Five strategies for maximizing the value of your frequent flier points:

  1. Time for a vacation? A little air travel at a critical moment could save miles that would otherwise expire. Many airlines reset the clock on your miles if there is any activity on your account. If you use a travel rewards credit card, consider charging a recurring auto-payment in order to validate your miles indefinitely.
  2. Moving on up. Upgrades may offer a better value for your miles than a flight purchase. Travel consultant Rudy Maxa recommends assessing the value of your miles on a 1-cent to 1-mile basis. If a 25,000-mile flight would 'cost' you $250 in miles and $175 in dollars, you may be better off using those miles on an upgrade and saving the balance for a more costly (per mile) flight.
  3. Avoid buying miles. Purchasing miles from the airline may seem to work in your favor, but you're usually better off paying for the flight directly.

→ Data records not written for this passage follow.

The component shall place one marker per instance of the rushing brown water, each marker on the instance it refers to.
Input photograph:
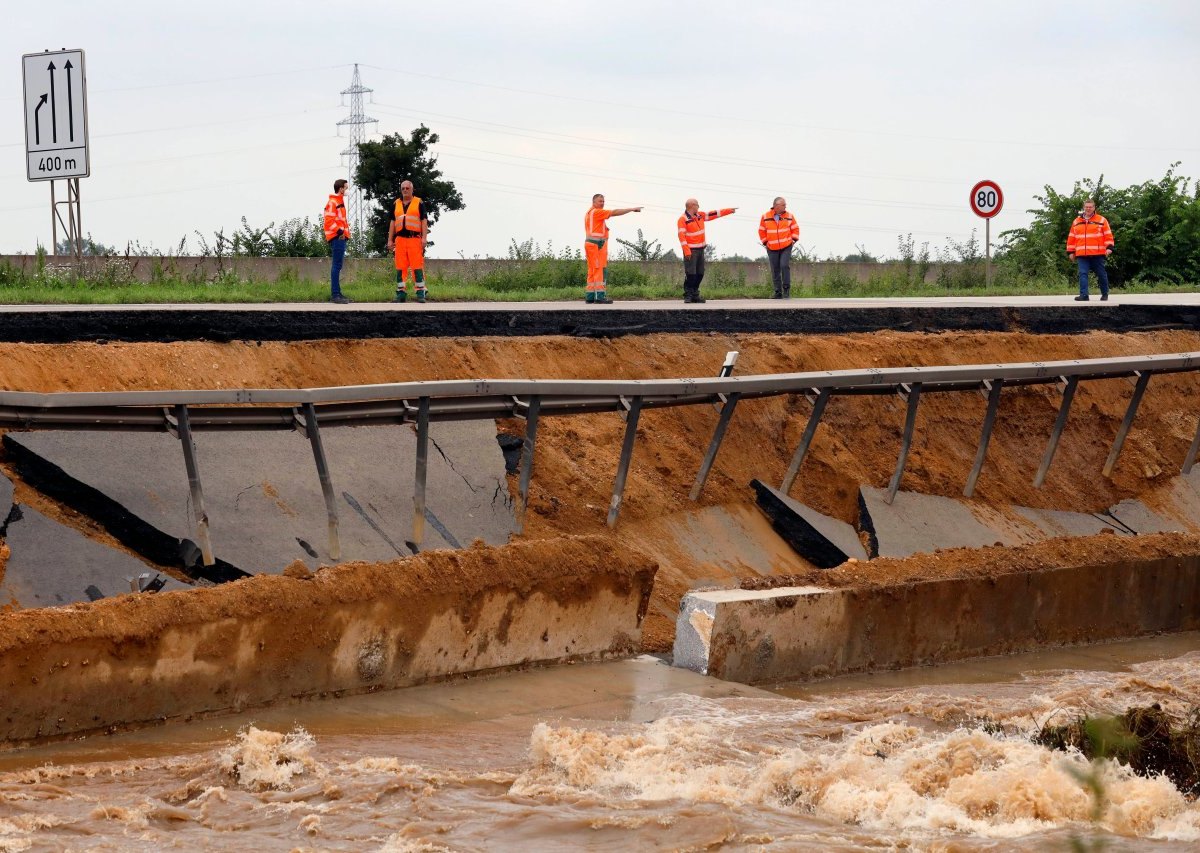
(629, 756)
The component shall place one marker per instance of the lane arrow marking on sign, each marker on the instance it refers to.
(37, 121)
(70, 101)
(54, 106)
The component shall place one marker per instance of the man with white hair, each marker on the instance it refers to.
(693, 242)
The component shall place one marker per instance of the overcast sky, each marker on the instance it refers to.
(873, 119)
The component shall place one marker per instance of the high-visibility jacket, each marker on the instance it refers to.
(335, 217)
(595, 226)
(1089, 236)
(408, 216)
(691, 228)
(778, 230)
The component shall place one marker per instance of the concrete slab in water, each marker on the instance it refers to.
(919, 523)
(263, 497)
(699, 613)
(817, 538)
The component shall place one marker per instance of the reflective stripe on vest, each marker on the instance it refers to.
(1089, 236)
(778, 233)
(335, 217)
(408, 220)
(594, 229)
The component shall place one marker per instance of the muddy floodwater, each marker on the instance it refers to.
(631, 755)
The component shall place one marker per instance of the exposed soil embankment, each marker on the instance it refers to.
(856, 444)
(347, 629)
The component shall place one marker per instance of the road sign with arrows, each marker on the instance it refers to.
(55, 115)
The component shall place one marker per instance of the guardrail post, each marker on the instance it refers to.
(627, 452)
(193, 481)
(423, 461)
(714, 445)
(1191, 458)
(527, 452)
(989, 422)
(910, 422)
(1131, 412)
(327, 486)
(1060, 422)
(802, 449)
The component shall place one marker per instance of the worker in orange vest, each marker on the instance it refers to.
(693, 242)
(337, 234)
(1089, 242)
(595, 247)
(779, 232)
(408, 233)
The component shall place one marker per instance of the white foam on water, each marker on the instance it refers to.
(887, 776)
(262, 758)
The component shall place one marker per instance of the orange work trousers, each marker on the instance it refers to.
(409, 256)
(598, 259)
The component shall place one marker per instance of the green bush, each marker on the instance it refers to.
(1156, 226)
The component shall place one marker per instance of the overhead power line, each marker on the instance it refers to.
(810, 127)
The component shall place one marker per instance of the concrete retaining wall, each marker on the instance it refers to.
(203, 269)
(805, 632)
(143, 659)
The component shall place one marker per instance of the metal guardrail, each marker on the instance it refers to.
(307, 410)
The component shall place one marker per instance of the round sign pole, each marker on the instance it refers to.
(987, 199)
(987, 252)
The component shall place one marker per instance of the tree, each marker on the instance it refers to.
(90, 247)
(1156, 226)
(641, 248)
(383, 164)
(861, 257)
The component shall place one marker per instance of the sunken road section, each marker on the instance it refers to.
(45, 324)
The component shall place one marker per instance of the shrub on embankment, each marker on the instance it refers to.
(1149, 740)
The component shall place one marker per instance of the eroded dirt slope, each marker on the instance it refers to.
(857, 443)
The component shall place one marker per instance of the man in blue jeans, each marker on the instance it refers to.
(1089, 242)
(337, 233)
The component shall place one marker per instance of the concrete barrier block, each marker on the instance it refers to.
(820, 539)
(706, 617)
(799, 634)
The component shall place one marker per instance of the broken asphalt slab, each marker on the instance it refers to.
(51, 564)
(263, 497)
(821, 540)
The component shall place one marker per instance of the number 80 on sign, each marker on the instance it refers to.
(987, 199)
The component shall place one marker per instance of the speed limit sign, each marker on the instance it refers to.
(987, 199)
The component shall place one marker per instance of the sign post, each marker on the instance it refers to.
(57, 133)
(987, 199)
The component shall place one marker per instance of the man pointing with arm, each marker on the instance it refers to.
(595, 247)
(693, 242)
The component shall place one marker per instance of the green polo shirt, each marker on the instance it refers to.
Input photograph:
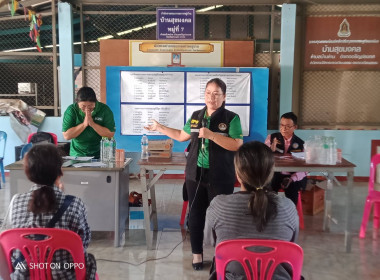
(88, 142)
(234, 132)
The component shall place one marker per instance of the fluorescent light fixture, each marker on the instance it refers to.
(105, 37)
(209, 8)
(23, 49)
(129, 31)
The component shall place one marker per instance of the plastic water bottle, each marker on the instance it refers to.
(101, 149)
(112, 149)
(106, 153)
(144, 147)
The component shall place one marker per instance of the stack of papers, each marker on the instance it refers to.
(78, 158)
(300, 155)
(90, 164)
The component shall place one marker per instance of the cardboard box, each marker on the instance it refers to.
(313, 200)
(160, 154)
(160, 148)
(136, 218)
(160, 144)
(27, 88)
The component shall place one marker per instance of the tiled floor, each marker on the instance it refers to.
(324, 253)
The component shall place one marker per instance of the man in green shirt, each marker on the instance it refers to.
(86, 122)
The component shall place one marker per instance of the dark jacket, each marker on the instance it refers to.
(296, 144)
(221, 161)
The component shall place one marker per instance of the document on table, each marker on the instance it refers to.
(78, 158)
(90, 164)
(300, 155)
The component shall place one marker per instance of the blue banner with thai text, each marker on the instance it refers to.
(175, 24)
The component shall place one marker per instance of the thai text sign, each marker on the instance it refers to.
(342, 42)
(175, 24)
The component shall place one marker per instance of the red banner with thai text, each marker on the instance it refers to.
(342, 43)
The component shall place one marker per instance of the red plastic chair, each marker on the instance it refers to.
(373, 198)
(40, 251)
(262, 264)
(55, 139)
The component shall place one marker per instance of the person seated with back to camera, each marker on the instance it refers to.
(254, 212)
(36, 208)
(286, 142)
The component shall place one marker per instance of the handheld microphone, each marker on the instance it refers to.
(204, 124)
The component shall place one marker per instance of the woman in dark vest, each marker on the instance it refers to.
(215, 135)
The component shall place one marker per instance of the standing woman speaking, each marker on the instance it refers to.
(215, 134)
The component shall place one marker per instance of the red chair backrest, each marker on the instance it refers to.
(262, 264)
(375, 160)
(40, 251)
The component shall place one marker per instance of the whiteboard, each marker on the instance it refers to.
(140, 86)
(167, 96)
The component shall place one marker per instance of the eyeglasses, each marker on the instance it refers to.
(286, 126)
(87, 107)
(214, 94)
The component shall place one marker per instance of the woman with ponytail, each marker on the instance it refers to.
(253, 212)
(45, 200)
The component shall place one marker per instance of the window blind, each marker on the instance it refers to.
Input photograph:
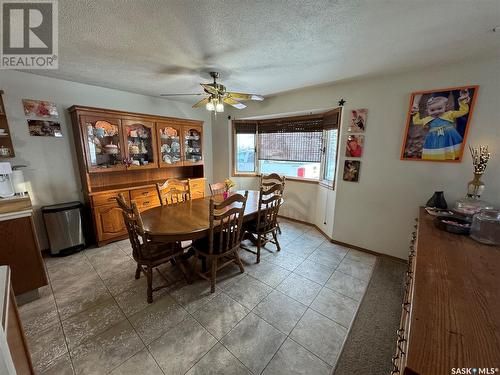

  4. Consolidate. Tighter expiration deadlines give you less opportunity to accumulate enough points for a reward. It's more important than ever to consolidate your flight, airline reward credit card, and partner purchases into a single frequent flier program.
  5. Smart card. Choose the best airline rewards credit card, taking into account the conversion rate to frequent flier points.

Travel rewards credit card offers will continue to deliver value to travelers. After all, airline reward credit cards yield major U.S. airlines an estimated $4 billion, according to industry analyst Still, airlines are chipping away at their golden egg in an effort to provide less value per mile. With new restrictions and fees on the horizon, it's up to you to stay vigilant and make the most of your frequent flier miles.